According to research, the age of eventual Nobel Prize winners when making a discovery, and of inventors when making a significant breakthrough, averaged around 38 in 2000, an increase of about six years since 1900. 

But there is another reason to keep innovators around longer: the time it takes between the birth of an idea and when its implications are broadly understood and acted upon. This education process is typically driven by the innovators themselves. 

For Nobel Prize winners, this process usually takes about 20 years — meaning that someone who is 38 at the time of discovery will most likely be nearly 60 when he or she receives the prize. For most eventual laureates, that interval is spent attending and making presentations at conferences, networking with colleagues, writing additional papers, editing academic journals and talking with the press. 

Let’s assume that with company resources, it will take a corporate innovator 10 years instead of 20 to educate others about the nature, implications and applications of a new idea. If that’s true, a reasonable target retention age for attaining an average level of innovation would be at least 50. 

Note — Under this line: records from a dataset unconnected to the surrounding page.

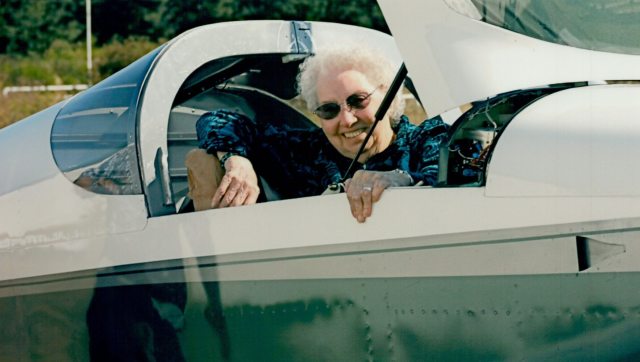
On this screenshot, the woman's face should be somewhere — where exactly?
[316,70,394,163]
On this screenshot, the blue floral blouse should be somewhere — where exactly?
[196,110,448,198]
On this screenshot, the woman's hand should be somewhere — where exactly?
[345,170,412,223]
[211,152,260,209]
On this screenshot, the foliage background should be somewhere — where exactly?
[0,0,389,128]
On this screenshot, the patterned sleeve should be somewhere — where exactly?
[196,110,258,157]
[410,117,449,186]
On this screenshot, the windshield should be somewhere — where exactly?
[445,0,640,55]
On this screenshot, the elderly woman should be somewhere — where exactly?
[196,47,447,222]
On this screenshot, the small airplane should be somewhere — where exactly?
[0,0,640,361]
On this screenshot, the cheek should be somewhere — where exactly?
[322,122,337,137]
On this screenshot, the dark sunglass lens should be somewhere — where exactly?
[314,103,340,119]
[347,94,369,109]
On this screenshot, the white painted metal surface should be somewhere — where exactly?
[139,20,400,192]
[379,0,640,115]
[487,85,640,197]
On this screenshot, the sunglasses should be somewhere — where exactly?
[313,87,378,120]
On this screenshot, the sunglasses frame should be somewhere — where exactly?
[313,86,380,121]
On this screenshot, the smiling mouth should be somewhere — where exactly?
[343,128,366,138]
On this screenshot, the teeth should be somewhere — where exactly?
[344,129,364,138]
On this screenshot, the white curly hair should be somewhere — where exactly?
[298,44,405,125]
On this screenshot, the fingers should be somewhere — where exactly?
[345,170,392,223]
[211,157,260,208]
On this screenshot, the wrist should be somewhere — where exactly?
[392,168,415,186]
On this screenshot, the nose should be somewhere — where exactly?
[338,107,358,128]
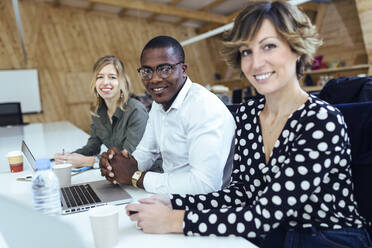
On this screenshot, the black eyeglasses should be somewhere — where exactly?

YET despite the overall aging of the work force, many organizations are heading in the opposite direction. One executive at a major investment bank remarked with concern that the average age at his firm was 32. This phenomenon is not unique to corporations. Many medical institutions and universities  have also shifted to younger workforces. But according to research by Benjamin Jones of Northwestern University, a 55-year-old and even a 65-year-old have significantly more innovation potential than a 25-year-old. 

If an organization wants innovation to flourish, the conversation needs to change from severance packages to retention bonuses. Instead of managing the average age downward, companies should be managing it upward. 

We can act within our own organizations to make a difference. For example, we can end policies that limit the time people are allowed to stay at a certain level in a given position. And we can stop rotating high-potential managers across different businesses. Instead, we need to encourage the best performers to stay put, giving them the years — perhaps even decades — to support and lead major innovations from inception to commercial launch. 

And to encourage innovation, we must provide economic incentives to C.E.O.’s, boards of directors and investors through changes in the tax code and elsewhere that favor long-term returns driven by innovation over shortsighted pressure to reduce costs.

The journalist A. J. Jacobs has perfectly described our current situation when it comes to the relationship between age and innovation. In his book “The Year of Living Biblically,” he writes: “I’m 38, which means I’m a few years from my first angioplasty, but — at least in the media business — I’m considered a doddering old man. I just hope the 26-year-old editors out there have mercy on me.” 

Relax, A. J., you still have a few more years to hit it out of the ballpark with a mega-best seller.


Tom Agan, 51, is a co-founder and the managing partner of Rivia, an innovation and brand consulting firm.